Na Bíblia está escrito
que Deus colocou Adão no Jardim do Éden para cultivar e cuidar dele, e disse: “E ordenou o Senhor Deus ao homem, dizendo:
De toda a árvore do jardim comerás livremente, mas da árvore do conhecimento do
bem e do mal, dela não comerás; porque no dia em que dela comeres, certamente morrerás.”
(1) A história continua dizendo que Deus fez Adão dormir e tomando uma de suas
costelas, ele criou a mulher para que ela fosse sua companheira. Ele então diz
que a cobra induziu a mulher a comer da árvore, dizendo-lhe: "Porque Deus sabe que no dia em que
dele comerdes se abrirão os vossos olhos, e sereis como Deus, sabendo o bem e o
mal." (2) Então Eva comeu da árvore e a deu a Adão e ele também comeu;
seus olhos se abriram, perceberam a nudez e cobriram seus corpos com folhas.

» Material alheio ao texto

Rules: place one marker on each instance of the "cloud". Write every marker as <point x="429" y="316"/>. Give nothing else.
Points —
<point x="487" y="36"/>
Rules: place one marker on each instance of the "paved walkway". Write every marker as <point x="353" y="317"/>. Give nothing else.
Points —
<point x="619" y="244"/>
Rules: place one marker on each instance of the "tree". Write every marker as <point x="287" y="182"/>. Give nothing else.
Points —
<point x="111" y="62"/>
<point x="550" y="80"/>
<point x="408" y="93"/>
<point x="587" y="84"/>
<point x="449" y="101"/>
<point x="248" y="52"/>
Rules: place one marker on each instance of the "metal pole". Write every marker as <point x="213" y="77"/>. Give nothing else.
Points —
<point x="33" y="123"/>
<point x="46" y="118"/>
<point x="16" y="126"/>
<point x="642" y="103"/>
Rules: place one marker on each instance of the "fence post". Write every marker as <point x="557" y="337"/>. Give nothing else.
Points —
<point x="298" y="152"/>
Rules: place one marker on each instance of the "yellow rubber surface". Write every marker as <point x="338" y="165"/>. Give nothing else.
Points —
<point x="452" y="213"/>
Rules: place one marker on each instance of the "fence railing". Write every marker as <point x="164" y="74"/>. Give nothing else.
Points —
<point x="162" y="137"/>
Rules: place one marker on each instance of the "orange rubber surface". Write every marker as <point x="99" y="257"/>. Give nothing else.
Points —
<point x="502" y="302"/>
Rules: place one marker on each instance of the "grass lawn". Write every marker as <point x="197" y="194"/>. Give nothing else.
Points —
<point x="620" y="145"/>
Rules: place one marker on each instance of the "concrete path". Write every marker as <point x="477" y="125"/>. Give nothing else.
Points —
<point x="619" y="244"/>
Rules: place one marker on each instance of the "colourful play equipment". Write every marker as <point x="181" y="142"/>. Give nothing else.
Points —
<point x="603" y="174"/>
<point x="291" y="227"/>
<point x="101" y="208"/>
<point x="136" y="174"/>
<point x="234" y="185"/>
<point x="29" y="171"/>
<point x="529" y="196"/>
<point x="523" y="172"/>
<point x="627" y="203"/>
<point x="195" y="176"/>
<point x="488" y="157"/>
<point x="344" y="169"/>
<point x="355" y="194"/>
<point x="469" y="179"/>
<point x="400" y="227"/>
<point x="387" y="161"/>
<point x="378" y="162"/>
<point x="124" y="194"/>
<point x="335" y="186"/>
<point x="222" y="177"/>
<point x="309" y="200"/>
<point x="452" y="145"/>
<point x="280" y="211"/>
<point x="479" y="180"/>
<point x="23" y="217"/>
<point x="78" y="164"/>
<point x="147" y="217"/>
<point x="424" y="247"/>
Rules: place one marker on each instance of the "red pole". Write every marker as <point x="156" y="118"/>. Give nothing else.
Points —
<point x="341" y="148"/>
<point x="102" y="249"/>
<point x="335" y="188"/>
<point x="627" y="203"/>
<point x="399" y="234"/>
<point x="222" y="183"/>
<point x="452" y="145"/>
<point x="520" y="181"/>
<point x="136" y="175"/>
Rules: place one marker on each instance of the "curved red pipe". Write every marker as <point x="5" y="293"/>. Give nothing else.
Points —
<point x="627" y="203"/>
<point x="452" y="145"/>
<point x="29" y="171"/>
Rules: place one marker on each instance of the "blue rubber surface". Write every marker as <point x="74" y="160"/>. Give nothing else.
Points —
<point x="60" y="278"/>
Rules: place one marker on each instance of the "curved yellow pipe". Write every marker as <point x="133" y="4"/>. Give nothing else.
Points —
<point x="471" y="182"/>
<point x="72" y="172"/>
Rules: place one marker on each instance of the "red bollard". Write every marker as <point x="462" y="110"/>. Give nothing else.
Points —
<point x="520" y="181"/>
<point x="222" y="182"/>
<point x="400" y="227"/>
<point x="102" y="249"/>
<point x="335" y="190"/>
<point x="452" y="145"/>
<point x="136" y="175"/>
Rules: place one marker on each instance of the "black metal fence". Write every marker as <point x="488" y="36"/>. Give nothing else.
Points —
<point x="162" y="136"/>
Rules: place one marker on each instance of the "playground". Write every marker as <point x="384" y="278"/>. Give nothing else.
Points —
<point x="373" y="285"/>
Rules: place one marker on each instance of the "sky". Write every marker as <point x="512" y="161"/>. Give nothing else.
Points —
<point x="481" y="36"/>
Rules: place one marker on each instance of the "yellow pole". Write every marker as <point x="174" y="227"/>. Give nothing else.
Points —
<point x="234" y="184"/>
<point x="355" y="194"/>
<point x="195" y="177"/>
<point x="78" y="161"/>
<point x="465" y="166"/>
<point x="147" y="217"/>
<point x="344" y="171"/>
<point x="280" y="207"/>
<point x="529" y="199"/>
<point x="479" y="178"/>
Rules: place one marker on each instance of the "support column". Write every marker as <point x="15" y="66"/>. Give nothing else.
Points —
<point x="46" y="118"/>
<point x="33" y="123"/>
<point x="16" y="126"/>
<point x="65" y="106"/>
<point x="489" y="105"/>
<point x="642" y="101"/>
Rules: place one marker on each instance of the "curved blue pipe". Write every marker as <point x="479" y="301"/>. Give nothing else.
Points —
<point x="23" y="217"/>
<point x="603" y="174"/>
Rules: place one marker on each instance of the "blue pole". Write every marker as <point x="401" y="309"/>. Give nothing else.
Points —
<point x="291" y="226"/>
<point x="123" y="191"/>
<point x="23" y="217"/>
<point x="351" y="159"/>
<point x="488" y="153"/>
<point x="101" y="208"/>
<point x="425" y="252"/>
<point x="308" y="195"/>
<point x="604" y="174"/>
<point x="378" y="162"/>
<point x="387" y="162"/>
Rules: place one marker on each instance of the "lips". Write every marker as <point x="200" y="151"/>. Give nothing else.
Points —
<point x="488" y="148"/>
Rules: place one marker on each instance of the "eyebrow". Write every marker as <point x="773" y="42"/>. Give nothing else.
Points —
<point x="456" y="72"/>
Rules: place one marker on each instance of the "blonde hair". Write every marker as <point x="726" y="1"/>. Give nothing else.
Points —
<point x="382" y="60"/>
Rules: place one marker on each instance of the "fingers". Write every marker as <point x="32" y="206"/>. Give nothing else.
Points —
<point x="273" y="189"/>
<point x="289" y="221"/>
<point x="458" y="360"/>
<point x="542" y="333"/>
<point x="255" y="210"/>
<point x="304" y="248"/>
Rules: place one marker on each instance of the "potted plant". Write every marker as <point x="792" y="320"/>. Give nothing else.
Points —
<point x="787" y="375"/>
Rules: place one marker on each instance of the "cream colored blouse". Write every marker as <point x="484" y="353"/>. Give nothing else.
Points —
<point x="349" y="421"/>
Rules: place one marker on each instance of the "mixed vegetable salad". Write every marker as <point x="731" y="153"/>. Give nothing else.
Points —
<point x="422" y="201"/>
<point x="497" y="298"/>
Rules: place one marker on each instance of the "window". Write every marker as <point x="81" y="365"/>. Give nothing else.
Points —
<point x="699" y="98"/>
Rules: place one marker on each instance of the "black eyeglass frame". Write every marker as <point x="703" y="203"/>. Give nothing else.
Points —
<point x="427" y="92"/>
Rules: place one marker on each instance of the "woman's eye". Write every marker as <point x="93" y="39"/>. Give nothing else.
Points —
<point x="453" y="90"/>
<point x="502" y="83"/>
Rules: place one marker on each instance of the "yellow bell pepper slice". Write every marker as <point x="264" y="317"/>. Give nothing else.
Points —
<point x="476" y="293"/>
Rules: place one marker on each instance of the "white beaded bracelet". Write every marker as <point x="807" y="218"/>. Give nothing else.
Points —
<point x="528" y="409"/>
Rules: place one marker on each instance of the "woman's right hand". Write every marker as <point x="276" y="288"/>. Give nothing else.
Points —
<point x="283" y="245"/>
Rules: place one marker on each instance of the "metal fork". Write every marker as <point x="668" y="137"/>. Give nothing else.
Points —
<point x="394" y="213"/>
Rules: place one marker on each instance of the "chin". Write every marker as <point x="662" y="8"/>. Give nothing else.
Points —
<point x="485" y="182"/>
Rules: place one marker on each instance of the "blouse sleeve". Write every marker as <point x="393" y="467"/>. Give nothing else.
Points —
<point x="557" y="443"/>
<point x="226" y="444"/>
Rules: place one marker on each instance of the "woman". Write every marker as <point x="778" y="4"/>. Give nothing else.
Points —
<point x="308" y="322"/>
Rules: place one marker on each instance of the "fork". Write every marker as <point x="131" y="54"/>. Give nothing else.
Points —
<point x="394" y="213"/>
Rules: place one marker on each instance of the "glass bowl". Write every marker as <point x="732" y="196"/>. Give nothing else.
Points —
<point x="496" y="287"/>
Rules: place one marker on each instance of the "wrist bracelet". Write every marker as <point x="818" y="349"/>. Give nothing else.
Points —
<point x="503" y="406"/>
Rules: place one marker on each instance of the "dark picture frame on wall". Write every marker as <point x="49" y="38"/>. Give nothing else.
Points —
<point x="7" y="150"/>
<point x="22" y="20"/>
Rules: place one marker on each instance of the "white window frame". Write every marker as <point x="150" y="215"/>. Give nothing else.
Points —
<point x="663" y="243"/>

Como consequência desse ato, eles receberam as censuras de Deus. Deus disse a
Adão: "Comeste tu da árvore de que
te ordenei que não comesses?" E Adão respondeu: "A mulher que me deste por companheira, ela me deu da árvore, e
comi". Deus então repreendeu Eva, que por sua vez disse: "A cobra me enganou, e eu comi".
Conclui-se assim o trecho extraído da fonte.